La conversación, aquella noche o una de las cuatro que aún nos restaban, giró hacia los hijos. Lógico: poesía-hijos. Y recuerdo (y esto sí lo recuerdo con total claridad) que Enrique admitió que le gustaría tener un hijo, la experiencia del hijo fueron sus palabras textuales, no su mujer sino él, es decir tenerlo nueve meses dentro de su barriga y parirlo. Recuerdo que cuando lo dijo yo me quedé helado, la mexicana y su compañera lo miraron con ternura, y a mí me pareció ver, y eso fue lo que me dejó helado, lo que años después, pero desgraciadamente no muchos años después, sucedería. Cuando la sensación pasó, fue breve, apenas un chispazo, la afirmación de Enrique me pareció una boutade que ni siquiera merecía contestación. Por descontado, ellos querían tener hijos, yo, para variar, no, al final de los cuatro de aquella cena el único que tiene un hijo soy yo, la vida no sólo es vulgar sino también inexplicable.

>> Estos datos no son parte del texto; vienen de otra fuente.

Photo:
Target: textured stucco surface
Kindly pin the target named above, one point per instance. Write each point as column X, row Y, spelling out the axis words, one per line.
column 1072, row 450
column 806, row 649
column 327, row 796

Fue durante la última cena, cuando mi relación con la mexicana ya estaba en los segundos de descuento, cuando Enrique nos habló de una revista en la que colaboraba. Ya está, pensé. Acto seguido se corrigió: en la que colaboraban. El plural tuvo la virtud de ponerme en guardia, pero pronto comprendí: él y su compañera. Por una vez (por última vez) la mexicana y yo estuvimos de acuerdo en algo y exigimos en el acto ver la revista en cuestión. Resultó ser una de las tantas que por entonces se vendían en los kioscos de periódicos y cuyos temas iban desde los ovnis hasta los fantasmas, pasando por las apariciones marianas, las culturas precolombinas desconocidas, los sucesos paranormales. Se llamaba Preguntas amp; Respuestas y creo que aún se vende. Pregunté, preguntamos, en qué consistía exactamente lo que ellos hacían. Enrique (su compañera casi no habló durante la última cena) nos lo explicó: iban, los fines de semana, a lugares donde se producían avistamientos (de platillos volantes), entrevistaban a las personas que los habían visto, examinaban la zona, buscaban cuevas (esa noche Enrique afirmó que muchas montañas de Cataluña y del resto de España estaban huecas), pasaban la noche en vela metidos en sacos de dormir y con la cámara fotográfica al lado, a veces iban ellos dos solos, las más iban en grupo, cuatro, seis personas, noches agradables al aire libre, cuando todo concluía preparaban un informe y parte de él (¿a quién le mandaban el informe completo?) lo publicaban, junto con las fotos, en Preguntas amp; Respuestas.
Esa noche, durante la sobremesa, leí un par de los artículos que firmaban Enrique y su compañera. Estaban mal redactados, eran torpes, pretendidamente científicos, al menos la palabra ciencia aparecía varias veces, eran inaguantablemente arrogantes. Quiso saber qué opinaba de ellos. Me di cuenta de que mi opinión, por primera vez, le importaba un pepino y por primera vez fui franco y sincero. Le sugerí cambios, le dije que debía aprender a escribir, le pregunté si en la revista tenían un corrector de estilo.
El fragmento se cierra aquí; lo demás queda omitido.